Each subsequent notebook will cover one or more of these steps in depth.

In [None]:
# Visual representation of the framework
fig, ax = plt.subplots(figsize=(12, 4))
ax.axis('off')

steps = [
    '1. Clarify\nRequirements',
    '2. Frame as\nML Task',
    '3. Data\nPreparation',
    '4. Model\nDevelopment',
    '5. Evaluation',
    '6. Deployment\n& Serving',
    '7. Monitoring\n& Infra'
]

colors = ['#BBDEFB', '#C8E6C9', '#FFF9C4', '#FFCCBC', '#E1BEE7', '#B2DFDB', '#F8BBD9']

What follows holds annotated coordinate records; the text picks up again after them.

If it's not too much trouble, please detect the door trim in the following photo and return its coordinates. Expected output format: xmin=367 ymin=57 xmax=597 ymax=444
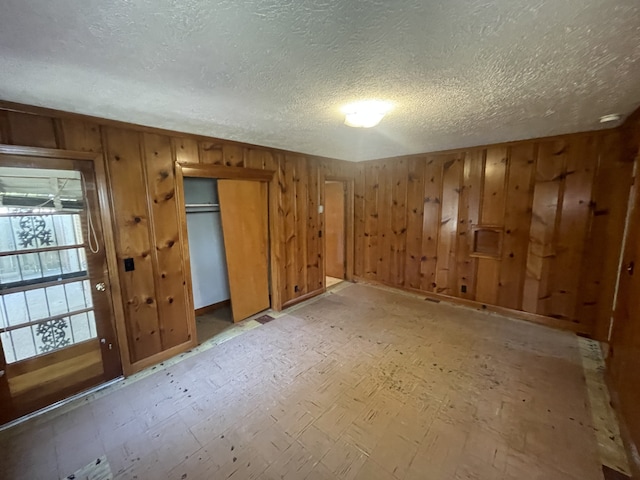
xmin=174 ymin=162 xmax=283 ymax=342
xmin=0 ymin=144 xmax=127 ymax=378
xmin=322 ymin=175 xmax=355 ymax=288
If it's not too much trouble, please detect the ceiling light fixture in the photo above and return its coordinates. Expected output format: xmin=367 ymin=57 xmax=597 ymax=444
xmin=600 ymin=113 xmax=620 ymax=123
xmin=342 ymin=100 xmax=393 ymax=128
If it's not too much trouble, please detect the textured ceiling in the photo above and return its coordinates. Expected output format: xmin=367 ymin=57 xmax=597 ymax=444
xmin=0 ymin=0 xmax=640 ymax=160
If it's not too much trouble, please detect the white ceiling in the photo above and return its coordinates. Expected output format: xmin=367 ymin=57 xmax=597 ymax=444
xmin=0 ymin=0 xmax=640 ymax=160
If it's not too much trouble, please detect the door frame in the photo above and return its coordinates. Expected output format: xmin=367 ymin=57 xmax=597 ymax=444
xmin=0 ymin=144 xmax=125 ymax=420
xmin=175 ymin=162 xmax=282 ymax=336
xmin=322 ymin=175 xmax=355 ymax=284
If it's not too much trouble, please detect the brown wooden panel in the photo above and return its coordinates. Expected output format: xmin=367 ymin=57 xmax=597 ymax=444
xmin=363 ymin=162 xmax=380 ymax=280
xmin=476 ymin=147 xmax=508 ymax=305
xmin=222 ymin=143 xmax=245 ymax=167
xmin=522 ymin=141 xmax=567 ymax=315
xmin=547 ymin=136 xmax=598 ymax=321
xmin=104 ymin=127 xmax=162 ymax=362
xmin=324 ymin=182 xmax=346 ymax=278
xmin=387 ymin=159 xmax=409 ymax=285
xmin=404 ymin=157 xmax=425 ymax=289
xmin=497 ymin=143 xmax=537 ymax=310
xmin=6 ymin=339 xmax=104 ymax=400
xmin=171 ymin=137 xmax=200 ymax=163
xmin=142 ymin=133 xmax=191 ymax=350
xmin=218 ymin=180 xmax=269 ymax=322
xmin=293 ymin=157 xmax=309 ymax=297
xmin=420 ymin=157 xmax=443 ymax=292
xmin=0 ymin=110 xmax=11 ymax=145
xmin=7 ymin=112 xmax=58 ymax=148
xmin=353 ymin=163 xmax=366 ymax=277
xmin=456 ymin=150 xmax=485 ymax=300
xmin=435 ymin=154 xmax=464 ymax=296
xmin=280 ymin=155 xmax=300 ymax=302
xmin=198 ymin=142 xmax=224 ymax=165
xmin=608 ymin=112 xmax=640 ymax=460
xmin=59 ymin=118 xmax=102 ymax=152
xmin=305 ymin=160 xmax=324 ymax=292
xmin=264 ymin=153 xmax=284 ymax=309
xmin=376 ymin=160 xmax=393 ymax=283
xmin=577 ymin=133 xmax=637 ymax=341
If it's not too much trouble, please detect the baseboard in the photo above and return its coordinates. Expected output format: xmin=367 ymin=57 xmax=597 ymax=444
xmin=196 ymin=300 xmax=231 ymax=317
xmin=282 ymin=287 xmax=325 ymax=310
xmin=354 ymin=277 xmax=591 ymax=337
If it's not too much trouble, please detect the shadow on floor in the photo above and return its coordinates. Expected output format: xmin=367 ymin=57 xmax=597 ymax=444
xmin=196 ymin=306 xmax=234 ymax=344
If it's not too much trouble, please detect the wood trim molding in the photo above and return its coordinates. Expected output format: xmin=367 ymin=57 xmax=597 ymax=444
xmin=0 ymin=144 xmax=99 ymax=162
xmin=195 ymin=300 xmax=231 ymax=317
xmin=282 ymin=287 xmax=327 ymax=310
xmin=126 ymin=336 xmax=198 ymax=376
xmin=322 ymin=175 xmax=356 ymax=288
xmin=0 ymin=100 xmax=348 ymax=162
xmin=354 ymin=276 xmax=591 ymax=337
xmin=176 ymin=163 xmax=275 ymax=182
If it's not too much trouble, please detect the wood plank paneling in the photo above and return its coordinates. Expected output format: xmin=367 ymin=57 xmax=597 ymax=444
xmin=104 ymin=127 xmax=162 ymax=362
xmin=7 ymin=112 xmax=58 ymax=148
xmin=142 ymin=133 xmax=192 ymax=350
xmin=171 ymin=137 xmax=200 ymax=163
xmin=456 ymin=150 xmax=485 ymax=300
xmin=362 ymin=162 xmax=380 ymax=280
xmin=404 ymin=158 xmax=425 ymax=289
xmin=355 ymin=132 xmax=630 ymax=339
xmin=387 ymin=159 xmax=408 ymax=285
xmin=435 ymin=154 xmax=464 ymax=296
xmin=420 ymin=157 xmax=442 ymax=292
xmin=497 ymin=144 xmax=536 ymax=310
xmin=476 ymin=147 xmax=508 ymax=305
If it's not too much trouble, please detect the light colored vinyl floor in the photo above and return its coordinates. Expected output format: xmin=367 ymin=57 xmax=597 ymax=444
xmin=0 ymin=284 xmax=624 ymax=480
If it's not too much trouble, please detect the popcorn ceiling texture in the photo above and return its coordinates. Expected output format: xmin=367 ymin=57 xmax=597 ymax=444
xmin=0 ymin=0 xmax=640 ymax=161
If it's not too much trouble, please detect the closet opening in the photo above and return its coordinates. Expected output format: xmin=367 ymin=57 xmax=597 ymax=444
xmin=324 ymin=177 xmax=353 ymax=288
xmin=176 ymin=164 xmax=273 ymax=343
xmin=184 ymin=177 xmax=233 ymax=343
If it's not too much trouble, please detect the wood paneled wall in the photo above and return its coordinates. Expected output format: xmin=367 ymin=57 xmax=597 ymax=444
xmin=355 ymin=130 xmax=632 ymax=340
xmin=0 ymin=106 xmax=355 ymax=373
xmin=607 ymin=110 xmax=640 ymax=464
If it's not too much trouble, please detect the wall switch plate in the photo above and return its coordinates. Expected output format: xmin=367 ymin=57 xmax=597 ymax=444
xmin=124 ymin=258 xmax=136 ymax=272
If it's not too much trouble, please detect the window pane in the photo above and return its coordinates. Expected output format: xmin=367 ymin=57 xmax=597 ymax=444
xmin=24 ymin=288 xmax=52 ymax=325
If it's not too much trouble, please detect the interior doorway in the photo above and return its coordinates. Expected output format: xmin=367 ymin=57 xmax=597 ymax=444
xmin=324 ymin=180 xmax=347 ymax=288
xmin=184 ymin=177 xmax=233 ymax=342
xmin=177 ymin=165 xmax=271 ymax=343
xmin=0 ymin=147 xmax=122 ymax=423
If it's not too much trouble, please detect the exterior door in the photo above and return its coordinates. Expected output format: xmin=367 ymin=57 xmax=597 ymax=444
xmin=0 ymin=154 xmax=122 ymax=423
xmin=218 ymin=180 xmax=270 ymax=322
xmin=324 ymin=182 xmax=346 ymax=279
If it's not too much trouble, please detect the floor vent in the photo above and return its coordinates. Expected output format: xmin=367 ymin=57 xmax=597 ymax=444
xmin=255 ymin=315 xmax=273 ymax=325
xmin=602 ymin=465 xmax=631 ymax=480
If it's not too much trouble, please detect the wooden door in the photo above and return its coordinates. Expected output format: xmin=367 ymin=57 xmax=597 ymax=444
xmin=218 ymin=180 xmax=270 ymax=322
xmin=324 ymin=182 xmax=346 ymax=278
xmin=0 ymin=154 xmax=122 ymax=423
xmin=607 ymin=165 xmax=640 ymax=445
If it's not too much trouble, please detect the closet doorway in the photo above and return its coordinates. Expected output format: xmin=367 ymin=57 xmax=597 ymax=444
xmin=324 ymin=177 xmax=353 ymax=288
xmin=176 ymin=164 xmax=273 ymax=343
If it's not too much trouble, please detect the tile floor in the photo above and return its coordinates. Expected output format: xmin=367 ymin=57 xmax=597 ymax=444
xmin=0 ymin=283 xmax=632 ymax=480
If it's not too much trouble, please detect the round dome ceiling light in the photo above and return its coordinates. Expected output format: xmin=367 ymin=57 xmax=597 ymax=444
xmin=342 ymin=100 xmax=393 ymax=128
xmin=600 ymin=113 xmax=620 ymax=123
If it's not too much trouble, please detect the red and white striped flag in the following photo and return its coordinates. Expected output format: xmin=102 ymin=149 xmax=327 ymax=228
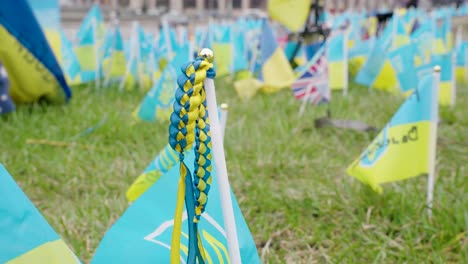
xmin=292 ymin=47 xmax=331 ymax=105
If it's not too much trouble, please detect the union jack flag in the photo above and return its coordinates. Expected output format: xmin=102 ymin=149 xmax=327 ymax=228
xmin=292 ymin=47 xmax=331 ymax=105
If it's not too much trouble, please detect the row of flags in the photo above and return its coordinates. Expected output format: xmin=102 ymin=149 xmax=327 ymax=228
xmin=5 ymin=0 xmax=468 ymax=117
xmin=0 ymin=1 xmax=467 ymax=263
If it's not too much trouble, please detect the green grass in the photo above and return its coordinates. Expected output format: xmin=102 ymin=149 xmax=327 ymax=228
xmin=0 ymin=82 xmax=468 ymax=263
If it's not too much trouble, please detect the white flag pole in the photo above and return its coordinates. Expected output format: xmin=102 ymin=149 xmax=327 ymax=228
xmin=220 ymin=103 xmax=229 ymax=140
xmin=450 ymin=52 xmax=457 ymax=107
xmin=199 ymin=48 xmax=242 ymax=264
xmin=427 ymin=66 xmax=440 ymax=218
xmin=91 ymin=19 xmax=101 ymax=90
xmin=119 ymin=21 xmax=138 ymax=92
xmin=343 ymin=27 xmax=350 ymax=96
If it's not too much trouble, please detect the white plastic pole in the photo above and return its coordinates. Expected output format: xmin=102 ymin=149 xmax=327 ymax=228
xmin=450 ymin=52 xmax=457 ymax=107
xmin=343 ymin=28 xmax=349 ymax=96
xmin=205 ymin=52 xmax=242 ymax=264
xmin=465 ymin=48 xmax=468 ymax=81
xmin=119 ymin=21 xmax=139 ymax=91
xmin=427 ymin=66 xmax=440 ymax=218
xmin=91 ymin=19 xmax=101 ymax=90
xmin=220 ymin=103 xmax=229 ymax=141
xmin=162 ymin=16 xmax=173 ymax=62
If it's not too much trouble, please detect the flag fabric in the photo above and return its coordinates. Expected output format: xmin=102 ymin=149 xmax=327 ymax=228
xmin=28 ymin=0 xmax=62 ymax=58
xmin=126 ymin=144 xmax=179 ymax=202
xmin=91 ymin=152 xmax=260 ymax=264
xmin=76 ymin=4 xmax=105 ymax=45
xmin=268 ymin=0 xmax=311 ymax=32
xmin=0 ymin=62 xmax=15 ymax=115
xmin=211 ymin=25 xmax=233 ymax=76
xmin=60 ymin=31 xmax=81 ymax=84
xmin=388 ymin=43 xmax=417 ymax=93
xmin=232 ymin=30 xmax=249 ymax=72
xmin=134 ymin=44 xmax=189 ymax=122
xmin=259 ymin=19 xmax=296 ymax=93
xmin=75 ymin=18 xmax=100 ymax=83
xmin=432 ymin=52 xmax=456 ymax=106
xmin=0 ymin=0 xmax=72 ymax=103
xmin=326 ymin=27 xmax=348 ymax=92
xmin=347 ymin=74 xmax=439 ymax=193
xmin=0 ymin=164 xmax=80 ymax=264
xmin=292 ymin=47 xmax=331 ymax=104
xmin=126 ymin=107 xmax=224 ymax=202
xmin=102 ymin=25 xmax=126 ymax=81
xmin=355 ymin=18 xmax=393 ymax=87
xmin=455 ymin=41 xmax=468 ymax=82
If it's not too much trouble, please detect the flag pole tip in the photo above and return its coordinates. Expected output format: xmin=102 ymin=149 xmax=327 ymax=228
xmin=198 ymin=48 xmax=214 ymax=63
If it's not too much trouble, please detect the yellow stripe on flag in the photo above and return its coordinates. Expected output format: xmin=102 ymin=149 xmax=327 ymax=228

for i, (step, color) in enumerate(zip(steps, colors)):
    x = i * 1.6 + 0.5
    rect = mpatches.FancyBboxPatch((x, 1), 1.4, 2, boxstyle='round,pad=0.05',
                                    facecolor=color, edgecolor='black', linewidth=2)
    ax.add_patch(rect)
    ax.text(x + 0.7, 2, step, ha='center', va='center', fontsize=9, fontweight='bold')
    
    if i < len(steps) - 1:
        ax.annotate('', xy=(x + 1.5, 2), xytext=(x + 1.4, 2),
                   arrowprops=dict(arrowstyle='->', color='black', lw=2))

ax.set_xlim(0, 12)
ax.set_ylim(0, 4)
ax.set_title('ML System Design Framework (Chapter Order)', fontsize=12, fontweight='bold')
plt.tight_layout()
plt.show()

---

## Tradeoffs (Chapter-Aligned)

| Component | Tradeoff | E5 Understanding | E6 Addition |
|-----------|----------|------------------|-------------|
| Data Collection | More data vs. cost/latency | Know that more data improves models | Consider data freshness SLAs, ingestion at petabyte scale |
| Feature Store | Freshness vs. compute | Batch features are cheaper | Real-time features for time-sensitive predictions |
| Serving | Latency vs. accuracy | Simpler models = faster | Model compression, caching strategies at scale |
| Monitoring | Coverage vs. alert fatigue | Track key metrics | Define actionable alerts, avoid noise |
| Configuration | Flexibility vs. complexity | Version models and configs | Gradual rollouts, feature flags for safety |

---

## Meta Interview Signal (Detailed)

### E5 Answer Expectations

- Can draw the full system diagram from memory
- Explains why each component exists (not just what it does)
- Understands the data flow from collection → serving
- Articulates that "ML Code" is small compared to the infrastructure

### E6 Additions

- **Scale**: "At Meta scale with billions of users, the feature store alone handles X QPS..."
- **Failure modes**: "If the feature pipeline is delayed, we fall back to cached features from the last successful run"
- **Iteration velocity**: "We can ship a new model version within hours by decoupling training from serving"
- **Feedback loops**: "User engagement signals flow back into training data, creating a flywheel"

---

## Interview Drills

### Drill 1: Whiteboard the System
Draw the production ML system diagram from memory. Include all 9 components mentioned in the chapter.

### Drill 2: Component Failure Scenarios
For each component, describe:
- What happens if it fails?
- What's the fallback?
- How do you detect the failure?

### Drill 3: Scale Discussion
Pick the Feed Ranking use case. Walk through each component and explain how it changes at:
- 1M users
- 100M users  
- 1B users

### Drill 4: The "ML Code is Small" Argument
Your interviewer challenges: "If ML code is so small, why do we hire ML engineers?"
Prepare a 2-minute response.

### Drill 5: Framework Steps
Recite the 7 framework steps in order. For each, give a one-sentence summary of its purpose.